S'il y a donc bien une affaire Taguieff, il y a également une affaire Krisis, déclenchée par les contributions d'intellectuels de gauche (Régis Debray, Bernard Langlois, Max Gallo, Edgar Morin, Michel Serres, Jean Baudrillard...) à Krisis, la revue dirigée depuis 1988 par Alain de Benoist. À défaut d'une alliance politique, peut-on parler d'une alliance intellectuelle ? En dépit de la méthode employée, il faut retenir une question légitime : fallait-il ou non publier dans Krisis ? Krisis : une officine d'extrême droite ? Faut-il conclure à la responsabilité collective assumée par tous ceux qui écrivent dans une même revue, côte à côte et parfois en débat ? Pourquoi alors continuer à signer individuellement les seuls textes dont on assume la responsabilité ?

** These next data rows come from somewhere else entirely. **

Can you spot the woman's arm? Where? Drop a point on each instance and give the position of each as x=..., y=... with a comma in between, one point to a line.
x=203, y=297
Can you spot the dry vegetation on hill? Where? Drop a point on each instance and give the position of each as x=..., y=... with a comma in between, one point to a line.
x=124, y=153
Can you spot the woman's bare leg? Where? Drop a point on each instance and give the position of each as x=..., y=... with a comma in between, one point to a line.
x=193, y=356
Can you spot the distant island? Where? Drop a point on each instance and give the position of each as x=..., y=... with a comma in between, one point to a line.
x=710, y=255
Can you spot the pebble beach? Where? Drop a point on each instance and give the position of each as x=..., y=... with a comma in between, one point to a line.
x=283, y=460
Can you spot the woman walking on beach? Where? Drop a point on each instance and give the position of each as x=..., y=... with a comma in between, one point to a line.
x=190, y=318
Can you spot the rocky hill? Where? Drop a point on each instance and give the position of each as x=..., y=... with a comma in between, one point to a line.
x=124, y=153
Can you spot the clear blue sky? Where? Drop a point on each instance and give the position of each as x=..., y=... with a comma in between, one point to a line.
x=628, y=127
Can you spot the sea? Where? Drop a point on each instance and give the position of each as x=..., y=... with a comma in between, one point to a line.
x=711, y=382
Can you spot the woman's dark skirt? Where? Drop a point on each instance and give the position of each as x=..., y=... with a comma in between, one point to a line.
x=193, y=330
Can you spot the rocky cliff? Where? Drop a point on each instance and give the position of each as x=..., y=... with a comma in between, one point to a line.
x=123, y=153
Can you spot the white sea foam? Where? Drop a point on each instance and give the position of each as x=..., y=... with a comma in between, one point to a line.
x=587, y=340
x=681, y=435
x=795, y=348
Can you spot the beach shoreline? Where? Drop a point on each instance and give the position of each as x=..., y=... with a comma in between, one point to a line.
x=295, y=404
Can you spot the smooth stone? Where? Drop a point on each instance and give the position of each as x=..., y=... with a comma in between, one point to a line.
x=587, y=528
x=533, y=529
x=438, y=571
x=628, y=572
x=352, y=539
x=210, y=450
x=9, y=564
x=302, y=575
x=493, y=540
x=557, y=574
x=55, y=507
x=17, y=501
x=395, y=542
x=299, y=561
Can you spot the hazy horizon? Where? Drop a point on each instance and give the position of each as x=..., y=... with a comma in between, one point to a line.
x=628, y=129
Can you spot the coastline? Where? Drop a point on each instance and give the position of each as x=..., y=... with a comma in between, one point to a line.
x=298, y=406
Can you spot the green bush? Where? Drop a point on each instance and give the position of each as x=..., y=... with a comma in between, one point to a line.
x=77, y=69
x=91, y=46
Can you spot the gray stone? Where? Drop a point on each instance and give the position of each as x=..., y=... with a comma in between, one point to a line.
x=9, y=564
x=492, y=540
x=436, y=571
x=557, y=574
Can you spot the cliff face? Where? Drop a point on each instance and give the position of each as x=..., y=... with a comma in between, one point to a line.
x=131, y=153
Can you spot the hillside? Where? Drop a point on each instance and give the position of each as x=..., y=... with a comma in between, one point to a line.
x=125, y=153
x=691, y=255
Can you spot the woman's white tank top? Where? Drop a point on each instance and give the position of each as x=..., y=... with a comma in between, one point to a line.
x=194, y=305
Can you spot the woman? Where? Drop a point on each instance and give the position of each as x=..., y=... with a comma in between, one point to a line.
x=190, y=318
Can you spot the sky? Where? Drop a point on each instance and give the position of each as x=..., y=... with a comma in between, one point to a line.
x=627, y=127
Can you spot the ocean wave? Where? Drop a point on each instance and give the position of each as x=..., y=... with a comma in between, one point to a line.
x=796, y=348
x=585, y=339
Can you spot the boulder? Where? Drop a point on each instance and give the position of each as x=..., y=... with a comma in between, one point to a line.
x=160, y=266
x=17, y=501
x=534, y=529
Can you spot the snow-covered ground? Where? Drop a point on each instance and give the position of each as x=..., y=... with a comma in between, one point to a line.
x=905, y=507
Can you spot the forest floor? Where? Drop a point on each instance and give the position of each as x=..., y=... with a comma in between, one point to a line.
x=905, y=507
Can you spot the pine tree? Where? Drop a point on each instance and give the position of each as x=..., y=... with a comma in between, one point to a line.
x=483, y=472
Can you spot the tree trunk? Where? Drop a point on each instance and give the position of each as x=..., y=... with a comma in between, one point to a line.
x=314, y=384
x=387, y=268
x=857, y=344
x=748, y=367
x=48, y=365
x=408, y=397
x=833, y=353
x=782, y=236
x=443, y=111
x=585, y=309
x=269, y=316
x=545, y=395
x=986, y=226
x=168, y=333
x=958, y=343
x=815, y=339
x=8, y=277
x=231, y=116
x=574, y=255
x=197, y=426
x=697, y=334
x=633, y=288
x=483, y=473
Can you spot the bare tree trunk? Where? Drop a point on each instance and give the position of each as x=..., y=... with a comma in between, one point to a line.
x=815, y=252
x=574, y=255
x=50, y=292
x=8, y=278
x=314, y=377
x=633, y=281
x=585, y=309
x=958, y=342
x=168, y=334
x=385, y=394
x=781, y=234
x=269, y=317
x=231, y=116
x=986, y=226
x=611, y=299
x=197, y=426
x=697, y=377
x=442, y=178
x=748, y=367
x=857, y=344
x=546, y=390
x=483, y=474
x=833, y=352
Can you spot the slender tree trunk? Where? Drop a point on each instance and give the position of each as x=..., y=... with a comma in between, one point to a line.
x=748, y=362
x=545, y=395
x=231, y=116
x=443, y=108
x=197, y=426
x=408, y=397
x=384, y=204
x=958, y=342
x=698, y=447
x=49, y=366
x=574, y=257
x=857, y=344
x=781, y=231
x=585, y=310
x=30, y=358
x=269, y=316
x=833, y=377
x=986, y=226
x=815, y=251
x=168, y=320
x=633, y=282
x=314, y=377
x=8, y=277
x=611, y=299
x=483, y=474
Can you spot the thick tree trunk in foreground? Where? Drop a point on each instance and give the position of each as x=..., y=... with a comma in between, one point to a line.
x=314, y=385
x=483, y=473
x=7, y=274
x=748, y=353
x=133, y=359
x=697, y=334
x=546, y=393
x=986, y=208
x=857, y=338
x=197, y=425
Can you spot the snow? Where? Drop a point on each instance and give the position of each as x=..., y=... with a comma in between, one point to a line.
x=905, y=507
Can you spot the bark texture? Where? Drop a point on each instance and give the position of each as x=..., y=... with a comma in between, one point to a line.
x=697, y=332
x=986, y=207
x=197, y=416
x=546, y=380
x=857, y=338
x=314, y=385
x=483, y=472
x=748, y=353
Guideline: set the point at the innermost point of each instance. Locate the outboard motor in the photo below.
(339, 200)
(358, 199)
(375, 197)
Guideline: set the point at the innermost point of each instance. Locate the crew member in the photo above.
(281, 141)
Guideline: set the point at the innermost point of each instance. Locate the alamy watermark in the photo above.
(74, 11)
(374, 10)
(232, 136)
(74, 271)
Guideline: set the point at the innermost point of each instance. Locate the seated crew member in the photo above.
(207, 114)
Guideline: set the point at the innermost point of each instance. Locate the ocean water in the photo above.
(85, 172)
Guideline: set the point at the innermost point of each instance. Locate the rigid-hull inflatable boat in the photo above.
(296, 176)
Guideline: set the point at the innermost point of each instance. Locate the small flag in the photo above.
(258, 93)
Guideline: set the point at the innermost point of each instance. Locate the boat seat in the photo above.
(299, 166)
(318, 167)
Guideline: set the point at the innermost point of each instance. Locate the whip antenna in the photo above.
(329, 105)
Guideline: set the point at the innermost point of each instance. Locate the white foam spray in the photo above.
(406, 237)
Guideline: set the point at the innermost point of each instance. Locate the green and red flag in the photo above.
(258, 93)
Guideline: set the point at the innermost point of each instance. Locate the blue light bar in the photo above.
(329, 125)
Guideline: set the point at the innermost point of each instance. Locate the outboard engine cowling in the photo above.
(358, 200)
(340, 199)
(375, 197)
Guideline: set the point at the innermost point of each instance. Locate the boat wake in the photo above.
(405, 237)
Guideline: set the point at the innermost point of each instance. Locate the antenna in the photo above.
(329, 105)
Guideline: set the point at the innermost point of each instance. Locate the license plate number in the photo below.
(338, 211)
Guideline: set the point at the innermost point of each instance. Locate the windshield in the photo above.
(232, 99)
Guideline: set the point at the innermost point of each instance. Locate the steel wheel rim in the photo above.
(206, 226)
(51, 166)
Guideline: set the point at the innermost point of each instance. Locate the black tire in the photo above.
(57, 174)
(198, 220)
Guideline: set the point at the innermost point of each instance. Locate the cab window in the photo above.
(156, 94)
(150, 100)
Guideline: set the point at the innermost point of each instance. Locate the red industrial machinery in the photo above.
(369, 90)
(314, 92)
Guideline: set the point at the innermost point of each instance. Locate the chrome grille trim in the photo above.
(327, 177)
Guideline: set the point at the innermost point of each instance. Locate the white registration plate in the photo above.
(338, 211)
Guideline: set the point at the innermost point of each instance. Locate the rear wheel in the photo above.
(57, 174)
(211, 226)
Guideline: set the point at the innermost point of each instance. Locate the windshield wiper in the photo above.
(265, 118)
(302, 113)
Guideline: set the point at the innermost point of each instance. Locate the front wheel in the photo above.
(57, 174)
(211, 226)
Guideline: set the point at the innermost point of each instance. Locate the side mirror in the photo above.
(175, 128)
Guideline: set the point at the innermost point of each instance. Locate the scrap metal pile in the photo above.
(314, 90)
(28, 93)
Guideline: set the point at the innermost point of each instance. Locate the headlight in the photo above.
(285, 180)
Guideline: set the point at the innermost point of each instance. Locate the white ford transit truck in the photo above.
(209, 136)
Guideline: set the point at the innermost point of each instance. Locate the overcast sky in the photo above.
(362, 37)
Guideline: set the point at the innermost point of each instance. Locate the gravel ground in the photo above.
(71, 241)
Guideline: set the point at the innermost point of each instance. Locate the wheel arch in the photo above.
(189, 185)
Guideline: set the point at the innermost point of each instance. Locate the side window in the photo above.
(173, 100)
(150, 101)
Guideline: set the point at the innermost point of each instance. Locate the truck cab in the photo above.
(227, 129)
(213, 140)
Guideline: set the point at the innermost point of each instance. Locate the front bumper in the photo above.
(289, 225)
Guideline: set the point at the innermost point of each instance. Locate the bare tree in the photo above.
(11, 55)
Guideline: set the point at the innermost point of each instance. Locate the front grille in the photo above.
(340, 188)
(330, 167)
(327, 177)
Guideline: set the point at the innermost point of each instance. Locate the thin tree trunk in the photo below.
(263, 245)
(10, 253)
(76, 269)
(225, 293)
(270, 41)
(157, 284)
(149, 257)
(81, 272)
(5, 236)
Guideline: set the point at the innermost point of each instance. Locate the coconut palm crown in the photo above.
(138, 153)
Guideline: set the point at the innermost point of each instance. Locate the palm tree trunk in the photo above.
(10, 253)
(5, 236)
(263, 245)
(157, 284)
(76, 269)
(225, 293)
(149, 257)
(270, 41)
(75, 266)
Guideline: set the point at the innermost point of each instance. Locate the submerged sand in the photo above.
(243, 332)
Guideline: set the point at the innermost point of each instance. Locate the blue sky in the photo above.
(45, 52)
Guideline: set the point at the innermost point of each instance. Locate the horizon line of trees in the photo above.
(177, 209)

Aucun texte négationniste n'a été publié dans cette publication qui se veut un lieu de débat entre intellectuels de droite et de gauche. Si on ne peut incriminer, dans l'état actuel, le contenu explicite de Krisis, c'est donc bien son directeur, Alain de Benoist, qui est la véritable cible de la polémique. Glissant de l'affaire Taguieff à l'affaire Krisis, on en arrive donc à l'affaire Alain de Benoist : on sait que ce dernier est l'objet de vindictes régulières et d'attaques dans le journal du Front national, Présent, et qu'il n'est pas membre du Club de l'horloge. Que lui reproche-t-on alors ? D'être d'extrême droite et plus encore d'être un nazi caché et de ne pas le dire. Effectivement, on peut lui reprocher des propos poussant le relativisme culturel jusqu'au racisme – précédant la création de Krisis – vis-à-vis desquels il a pourtant pris ses distances, et surtout d'avoir des contacts avec des maisons d'extrême droite en Italie et en Espagne. C'est par rapport à ces griefs qu'Alain de Benoist doit clarifier ses prises de position, comme l'y invite Taguieff : soit il répond aux attaques concernant son soutien à des idéologues nazis et négationnistes, soit il continue à se taire, et il donne alors raison à ses détracteurs. Mais, d'emblée, il eut été préférable que les attaquants précisent ce point.

Dans cette optique, la question se déplace sensiblement : il ne s'agit plus seulement de savoir s'il faut collaborer à une revue dirigée par un directeur soupçonné de partager les thèses négationnistes, mais de se demander comment discuter celles-ci. Le débat remonte au début des années 80 : on a en effet reproché à Pierre Vidal-Naquet de démonter les arguments de Faurisson, de les cautionner en les discutant dans les colonnes d'une revue. On ne discute pas les thèses négationnistes, lui répliquait-on. Aujourd'hui encore le débat rebondit avec la publication de l'ouvrage de Jean-Claude Pressac (les Crématoires d'Auschwitz, la machinerie du meurtre de masse, Éditions du CNRS, 1993) : ce pharmacien de profession, un temps séduit par les thèses négationnistes, les a réfutées en menant à terme un travail relatif à l'histoire technique d'Auschwitz, qui a été publié par les éditions du CNRS, reconnaissance scientifique s'il en est. Claude Lanzmann (l'auteur du film Shoah sur la déportation) a riposté violemment dans le Nouvel Observateur, affirmant en substance que ce travail n'apportait rien de nouveau depuis son film, mais aussi que l'explication historique constituait une trahison de la mémoire des victimes. L'affaire Krisis ne doit pas tromper : si la question est de savoir s'il faut collaborer à une revue dont le directeur est soupçonné de tenir un double discours, celle de savoir comment discuter les thèses négationnistes en est la face cachée.